OK, let's dig into the study and clear out some confusion. I was going to tell this story as Sean told it to us in person but I see that it is right there in his blog post:
Focusing on the first sentence, there was essentially a revolt against the new people coming in saying controlled tests are necessary for proper evaluation of speakers. The "old guard" immediately took this as a challenge to their expertise and stated that they knew what the speaker sounded like and were in no use of any academics to tell them otherwise. So Sean and crew set out to prove them wrong.
Now the key part is the last section I have highlighted. "trained audio professionals" were not trained/critical listeners as I am talking about. They were existing sales, marketing and engineering staff who had been in audio business for a long time at Harman and elsewhere. Heaven knows we all agree that such jobs do not give them automatic qualification to be trained listeners.
A trained listener in my book gets paid to only evaluate audio fidelity. He is properly taught what to look for and he makes a living performing such tests. No one would have had such experience prior to Sean arriving and certainly would not hold the position of sales, marketing, etc.
Here is the next bit:
All testers -- experienced or otherwise -- were Harman employees. No one like me who has no stake at the company or its products was in the study. Remember, the goal was to prove the Harman employees wrong.
Here is the punchline and why you don't want to extrapolate from this study to what I am doing at ASR:
Of course Harman employees would have strong views regarding their own products in sighted tests that would disappear in blind tests. You all keep saying "we are talking about biases all humans have." Well no. None of us have an employee relationship with the products being tested, and neither do I. None of us have pride of brand or engineering in the products being tested either. So what impacted these employees the most in sighted tests, would not be in play in ours.
That is NOT to say that was the only bias. Seeing an expensive speaker like T and a cheap one even from Harman does bias people. Am I effected by that? Maybe sometimes. But I am on record in recommending cheap $99 speakers as well as ugly DIY speakers from people I am not necessarily fond of. In other words, I have demonstrated isolation from such biases to high degree.
And of course there was silliness like this:
This is a very strong bias: people who take positions in a company, i.e. German people want a sound, and then go on to create such products. Separating themselves from their own children becomes very hard. That is why my compression team despite having their own trained listeners/testers, would come to me for bit decisions for listening tests. I was not biased like the team that created the technology. As a result, I would routinely be harder on the technology and find flaws that needed to be fixed.
Likewise, that engineered needed to be proven wrong and let go.
Discussion and Conclusions
This study was
not aimed at determining usefulness of professionally and formally trained listeners in sighted evaluations.

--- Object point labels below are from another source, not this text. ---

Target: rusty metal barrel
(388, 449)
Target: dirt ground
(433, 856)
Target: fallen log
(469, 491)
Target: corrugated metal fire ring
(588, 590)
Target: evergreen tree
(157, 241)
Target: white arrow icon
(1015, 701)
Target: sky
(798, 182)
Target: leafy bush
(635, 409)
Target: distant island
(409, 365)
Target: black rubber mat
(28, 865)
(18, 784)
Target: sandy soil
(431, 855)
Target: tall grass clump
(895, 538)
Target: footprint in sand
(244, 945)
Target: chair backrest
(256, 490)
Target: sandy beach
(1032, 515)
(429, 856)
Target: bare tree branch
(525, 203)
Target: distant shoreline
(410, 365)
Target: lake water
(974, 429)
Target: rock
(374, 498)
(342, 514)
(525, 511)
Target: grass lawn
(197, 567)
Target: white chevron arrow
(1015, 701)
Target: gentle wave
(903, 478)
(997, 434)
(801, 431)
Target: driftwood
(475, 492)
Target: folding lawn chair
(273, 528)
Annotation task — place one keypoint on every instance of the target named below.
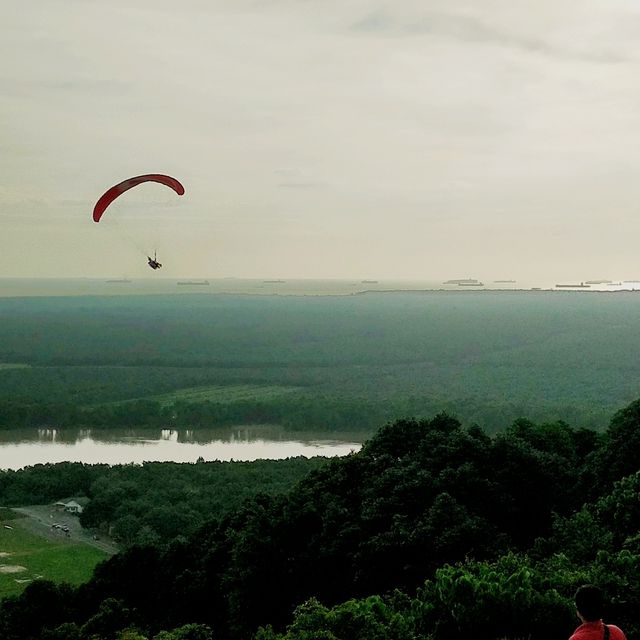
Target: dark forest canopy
(332, 362)
(432, 530)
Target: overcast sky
(322, 138)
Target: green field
(220, 393)
(25, 556)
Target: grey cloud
(302, 185)
(472, 29)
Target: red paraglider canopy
(107, 198)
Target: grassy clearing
(25, 556)
(222, 393)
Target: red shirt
(595, 631)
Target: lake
(21, 448)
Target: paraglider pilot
(153, 263)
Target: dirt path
(40, 518)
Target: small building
(70, 506)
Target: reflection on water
(20, 448)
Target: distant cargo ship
(582, 285)
(195, 282)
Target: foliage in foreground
(430, 531)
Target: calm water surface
(21, 448)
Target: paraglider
(153, 263)
(109, 196)
(114, 192)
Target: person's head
(589, 603)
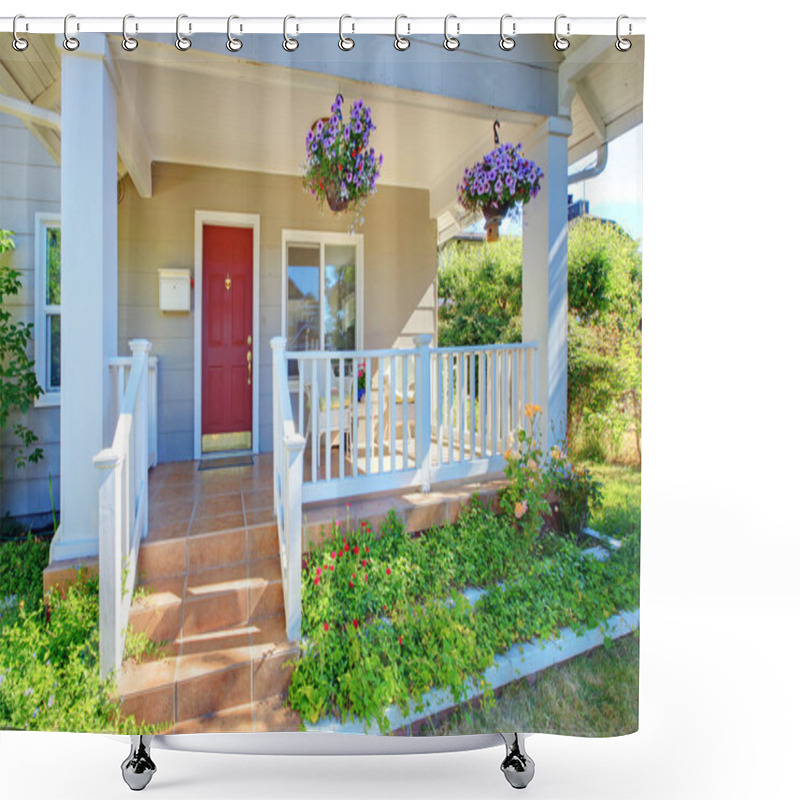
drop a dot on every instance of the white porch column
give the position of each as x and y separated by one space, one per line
88 287
544 277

It was designed to solve an internal problem where people did not want to believe in controlled testing, period. What the researchers showed that being in audio industry doesn't make you good in evaluating speakers in sighted testing. This "industry experience" was stated as the person having training causing people here to keep referring to this study even though it doesn't apply.
There are also other differences. I come fully armed into most listening session with objective performance of a speaker that gives me a strong direction as to what the speaker may do, and what faults it has. I am trained to listen critically, past the beauty of music in wide range of domains and audio impairments. Someone like me was not tested in the study.
Note that as I have corrected people countless times, I am not infallible. I may be biased but the biggest source of error is that I am not sitting there comparing 4 speakers at once that get the same score. I do go back and forth manually at times but that is coursery. So my reference of what is good is somewhat variable. A person in Harman tests has a better situation than me with four speakers to compare against each other.
So some amount of error exists in my subjective assessments. With correlation of 75% or better with good measurements, whatever error there is, is small. It has to be or our measurements are quite wrong!